S.C. lawmakers have religion on minds, in bills
COLUMBIA, S.C. — Faith would have a high profile in the public square in South Carolina if three bills that are moving through the Legislature become law.
One would create license tags with “I Believe” in front of a cross; a second would make clear that prayers can be offered before public meetings and a third would allow set public displays of key legal foundation documents that would include the Ten Commandments.
The bills are beginning to raise questions about whether the state is taking a role in promoting faith.
“The South Carolina Legislature should not be in the business of telling people how or when to pray, whether to pray or to whom to pray,” said Jeremy Gunn, director of the American Civil Liberty Union's Program on Freedom of Religion and Belief in Washington.
The “faith tag” zipping through South Carolina's Legislature nearly became law in Florida, but it was dropped from a license-tag measure there at the last minute.
In South Carolina, Baptists pitched the idea to Republican Lt. Gov. Andre Bauer's chief of staff. State Sen. Yancey McGill, a Kingstree Democrat, got S.B. 1329 bill passed through the Senate in a couple of days without even having a public hearing or debate.
“It's a great idea,” McGill said on May 13, calling it an opportunity to express beliefs. “People don't have to buy them. But it affords them that opportunity. I welcome any religion tags.”
What about Wicca, commonly referred to as witchcraft? “Well, that's not what I consider to be a religion,” McGill said. And Buddhism? “I'd have to look at the individual situation. But I'm telling you, I firmly believe in this tag.”

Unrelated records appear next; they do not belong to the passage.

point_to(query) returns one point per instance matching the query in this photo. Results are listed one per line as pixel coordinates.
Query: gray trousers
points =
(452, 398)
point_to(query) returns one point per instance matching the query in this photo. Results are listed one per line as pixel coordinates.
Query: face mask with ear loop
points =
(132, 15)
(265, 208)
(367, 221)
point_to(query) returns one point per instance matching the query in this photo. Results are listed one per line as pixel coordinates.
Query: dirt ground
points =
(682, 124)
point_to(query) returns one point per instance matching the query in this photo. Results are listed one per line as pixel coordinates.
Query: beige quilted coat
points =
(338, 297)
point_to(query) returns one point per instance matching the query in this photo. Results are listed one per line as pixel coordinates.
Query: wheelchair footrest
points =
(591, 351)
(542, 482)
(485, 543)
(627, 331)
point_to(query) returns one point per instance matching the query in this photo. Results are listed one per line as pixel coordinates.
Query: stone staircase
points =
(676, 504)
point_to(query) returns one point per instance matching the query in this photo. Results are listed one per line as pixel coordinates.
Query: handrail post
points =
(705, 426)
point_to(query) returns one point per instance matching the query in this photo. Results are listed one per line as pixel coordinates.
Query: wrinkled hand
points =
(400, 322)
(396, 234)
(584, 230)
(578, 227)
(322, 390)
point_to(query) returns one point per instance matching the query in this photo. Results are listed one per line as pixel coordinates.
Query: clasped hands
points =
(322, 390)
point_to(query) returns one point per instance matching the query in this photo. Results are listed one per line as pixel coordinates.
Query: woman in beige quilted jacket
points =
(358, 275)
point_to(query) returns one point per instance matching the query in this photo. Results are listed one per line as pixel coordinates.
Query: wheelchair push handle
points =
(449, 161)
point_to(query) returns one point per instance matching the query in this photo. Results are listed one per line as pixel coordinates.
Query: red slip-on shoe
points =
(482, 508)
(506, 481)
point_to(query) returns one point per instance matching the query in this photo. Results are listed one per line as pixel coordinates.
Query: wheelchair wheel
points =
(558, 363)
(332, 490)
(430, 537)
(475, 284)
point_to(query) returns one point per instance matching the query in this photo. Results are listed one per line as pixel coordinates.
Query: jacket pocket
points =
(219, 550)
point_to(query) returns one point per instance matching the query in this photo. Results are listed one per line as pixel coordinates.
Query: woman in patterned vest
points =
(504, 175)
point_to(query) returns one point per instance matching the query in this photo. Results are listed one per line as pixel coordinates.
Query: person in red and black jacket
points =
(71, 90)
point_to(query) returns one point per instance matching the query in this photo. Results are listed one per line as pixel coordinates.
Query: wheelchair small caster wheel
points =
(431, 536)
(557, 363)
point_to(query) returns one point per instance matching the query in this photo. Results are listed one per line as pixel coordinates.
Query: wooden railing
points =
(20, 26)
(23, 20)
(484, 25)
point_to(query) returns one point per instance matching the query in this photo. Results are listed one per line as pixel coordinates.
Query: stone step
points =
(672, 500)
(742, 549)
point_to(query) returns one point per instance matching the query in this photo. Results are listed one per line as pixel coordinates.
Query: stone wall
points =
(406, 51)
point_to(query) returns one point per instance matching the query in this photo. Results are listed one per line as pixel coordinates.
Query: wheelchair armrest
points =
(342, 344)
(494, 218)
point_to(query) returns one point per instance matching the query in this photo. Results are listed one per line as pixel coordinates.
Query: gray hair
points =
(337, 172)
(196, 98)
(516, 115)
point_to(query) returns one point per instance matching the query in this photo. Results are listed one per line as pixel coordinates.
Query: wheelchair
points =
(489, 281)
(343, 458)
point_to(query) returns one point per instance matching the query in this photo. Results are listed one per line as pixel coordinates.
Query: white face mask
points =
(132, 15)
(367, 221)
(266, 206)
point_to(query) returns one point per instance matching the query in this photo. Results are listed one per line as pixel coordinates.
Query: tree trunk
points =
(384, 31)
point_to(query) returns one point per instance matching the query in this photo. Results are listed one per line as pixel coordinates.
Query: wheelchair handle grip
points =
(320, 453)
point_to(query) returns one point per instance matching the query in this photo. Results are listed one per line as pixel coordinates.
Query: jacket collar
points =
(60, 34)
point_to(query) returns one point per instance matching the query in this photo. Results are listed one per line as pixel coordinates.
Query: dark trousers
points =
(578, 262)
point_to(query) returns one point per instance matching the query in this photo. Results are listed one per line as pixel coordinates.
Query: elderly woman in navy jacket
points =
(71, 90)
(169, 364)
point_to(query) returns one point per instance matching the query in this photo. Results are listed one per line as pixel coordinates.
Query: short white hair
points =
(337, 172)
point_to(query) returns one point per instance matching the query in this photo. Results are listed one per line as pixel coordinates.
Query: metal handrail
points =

The House Education and Public Works committee approved the “I Believe” measure today. The measure is expected to go to the House floor for debate next week.
In Florida, the tag would have raised money to help send children to faith-based schools regardless of denomination. “We weren't really looking to get into a debate about a cross or not a cross,” said Debbie Federick, a board member of Faith in Teaching, which pushed the Florida bill. “We don't really have a position on what's going on in South Carolina.”
While the Florida tag would have paid school costs, in South Carolina the $30 it would raise would go into the state's general fund. That may be needed if the state gets sued.
“It raises significant constitutional issues,” said Floyd Abrams, one of the nation's top First Amendment lawyers. A “serious constitutional argument can be made that the issuance by the state of license places with a religious affirmation on them violates the First Amendment,” he said.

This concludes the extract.